Às vezes a vida coloca algumas pedras no nosso caminho para que percebamos a realidade mais dura. Então, não há outra opção senão ser forte, conjugar a armadura com a espada, agir com inteligência e aproveitar a energia de um coração inoxidável. No entanto, mais cedo ou mais tarde a força se apaga, se quebra, se esgota …
Quando lemos um clássico, sabemos quase instantaneamente quando o destino começará a lançar suas sombras. Quando lemos Virgílio, Shakespeare ou Dickens, sempre existe um momento certo onde aparece a fenda que altera tudo, que envolve e muda tudo. Como leitores experientes que somos, sabemos antecipar em que momento acontecerá uma traição, uma armadilha, um erro ou uma tragédia.

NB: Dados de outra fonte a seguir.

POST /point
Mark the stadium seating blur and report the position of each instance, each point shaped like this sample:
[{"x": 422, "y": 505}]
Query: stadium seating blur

“O suave é mais forte do que o rude; a água é mais forte do que a rocha, o amor é mais forte do que a violência.”
– Herman Hesse –
No entanto, no palco da nossa vida, menos literária e com mais arestas, raramente conseguimos antecipar o que acontecerá conosco. Muitas vezes vivemos focados em nossos sonhos, tarefas e projetos, mas o destino tem outros planos: abre um alçapão sob nossos pés e sussurra: “Agora é hora de esperar, agora as suas ilusões estão adiadas”.
Ninguém nunca nos explicou o que é essa tal adversidade. Na verdade, ela mesma se apresenta na primeira pessoa, como uma professora. Fomos educados para acreditar que quem se esforça consegue uma recompensa; que quem ama cuida e não abandona; que se você acredita, coisas boas acontecem. No entanto, a vida muitas vezes tem uma bússola mal calibrada, que não marca o norte, onde somos forçados a percorrer a estrada mais longa, mais difícil e mais complexa… onde não há outra opção além de ser forte. Ser forte ou pelo menos parecer forte, de modo que o destino se assuste e você não fraqueje.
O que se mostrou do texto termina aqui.